Ed Bastian and Glen Hauenstein
Glen Hauenstein (GH): So Ed, what did you want to be when you grew up?
Ed Bastian (EB): I wanted to be a baseball player. I'm from a big family, as you know; I'm the oldest of nine children. And it's nine people to make a baseball team. It was always conducive to my dream. The reality is, I wasn't very good, and so I decided to focus on studies.
GH: When I was a kid we always used to take our vacations to Florida. And I was always in charge of the family's reservations. So I probably should've known then that I would wind up in the airline business. The only way to do it--there was no internet--you had to call. And I would keep calling back, and keep calling back, and keep calling back the airlines, and always hoping that I could find a seat on Delta, because it was the premium brand.
EB: I did no grow up with an airline background. The first time I ever stepped foot on an airplane I was 25 years old.
GH: That's amazing.
EB: I didn't even know when I graduated from college where I was going to be. So I'd really come to rely upon your innate knowledge and the creativity and that genius you have for growing our business. And that I think together with my background I think is going to really do wonders for future growth in this industry. So Glen, we met in 2005, and it was a very, very different company then, a very different time. Why did you join Delta Air Lines?
GH: I was interviewing for the job of chief commercial officer at Air Canada. I was in Montreal, and I got a call on my cell phone from Jerry Grinstein, who was then the CEO at Delta. And he said to me, "We're in a heap of trouble down here, and we were wondering if you could come talk to us about joining the team." And at that moment I thought to myself, "This is my dream come true," because I knew when he called me that it was going to be a great fit. And we had what I thought was a great interview. And from that day I was just so excited about the potential. And I wrote him a nice long letter when I got back to Rome, and I told him that I wanted to be on the team that restored this iconic brand to its rightful position in the airline industry.

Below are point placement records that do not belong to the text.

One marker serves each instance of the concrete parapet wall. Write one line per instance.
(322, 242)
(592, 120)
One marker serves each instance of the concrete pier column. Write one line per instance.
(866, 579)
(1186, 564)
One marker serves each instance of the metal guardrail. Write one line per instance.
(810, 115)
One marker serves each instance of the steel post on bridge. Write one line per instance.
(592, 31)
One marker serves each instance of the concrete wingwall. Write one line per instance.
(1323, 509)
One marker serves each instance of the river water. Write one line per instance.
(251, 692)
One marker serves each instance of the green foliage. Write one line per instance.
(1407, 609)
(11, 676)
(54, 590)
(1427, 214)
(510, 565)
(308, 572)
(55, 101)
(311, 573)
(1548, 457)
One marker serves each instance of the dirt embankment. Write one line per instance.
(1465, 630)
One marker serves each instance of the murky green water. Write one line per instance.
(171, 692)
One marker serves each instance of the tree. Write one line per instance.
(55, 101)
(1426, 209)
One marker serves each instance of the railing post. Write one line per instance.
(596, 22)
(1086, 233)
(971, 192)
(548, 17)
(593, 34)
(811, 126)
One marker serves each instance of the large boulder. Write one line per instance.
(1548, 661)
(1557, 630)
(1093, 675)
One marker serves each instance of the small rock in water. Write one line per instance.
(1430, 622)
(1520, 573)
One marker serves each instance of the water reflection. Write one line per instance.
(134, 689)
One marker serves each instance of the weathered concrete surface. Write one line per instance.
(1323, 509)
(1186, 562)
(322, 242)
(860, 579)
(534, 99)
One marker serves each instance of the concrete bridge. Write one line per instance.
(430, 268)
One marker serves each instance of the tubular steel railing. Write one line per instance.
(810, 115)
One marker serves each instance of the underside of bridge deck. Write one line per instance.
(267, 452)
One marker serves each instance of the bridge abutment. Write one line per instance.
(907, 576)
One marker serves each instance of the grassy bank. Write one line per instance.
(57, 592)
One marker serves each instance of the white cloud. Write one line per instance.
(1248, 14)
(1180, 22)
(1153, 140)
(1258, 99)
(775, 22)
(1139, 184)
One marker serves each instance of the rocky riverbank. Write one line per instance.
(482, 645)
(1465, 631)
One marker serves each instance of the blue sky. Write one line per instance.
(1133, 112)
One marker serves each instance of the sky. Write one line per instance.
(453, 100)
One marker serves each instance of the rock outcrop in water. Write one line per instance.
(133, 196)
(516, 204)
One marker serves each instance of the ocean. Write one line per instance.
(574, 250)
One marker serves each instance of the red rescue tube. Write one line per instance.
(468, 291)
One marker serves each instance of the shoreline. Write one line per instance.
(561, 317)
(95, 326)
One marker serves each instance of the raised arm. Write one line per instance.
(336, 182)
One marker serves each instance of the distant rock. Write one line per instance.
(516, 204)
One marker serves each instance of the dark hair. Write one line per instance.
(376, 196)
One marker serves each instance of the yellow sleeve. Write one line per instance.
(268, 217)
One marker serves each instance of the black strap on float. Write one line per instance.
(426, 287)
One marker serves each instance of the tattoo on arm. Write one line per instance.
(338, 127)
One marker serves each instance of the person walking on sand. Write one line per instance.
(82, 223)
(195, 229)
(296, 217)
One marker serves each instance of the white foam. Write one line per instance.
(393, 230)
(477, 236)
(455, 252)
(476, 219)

EB: You don't often in one's career get to reinvent a 75-year-old company and breathe new life into it. And for me that was the exciting part of the journey as well. One of the proudest moments in my career I'll always look back to, we relit the "Fly Delta Jet" sign over the Atlanta maintenance base, which was always a beacon in the sky in the southeast as the planes were coming in in the evening. It was the same day that we found out that the creditors were going to reject the US Air hostile takeover and stay with Delta and invest in the people of Delta to let us out of the bankruptcy. And we relit the light. We celebrated our freedom. It was a great evening.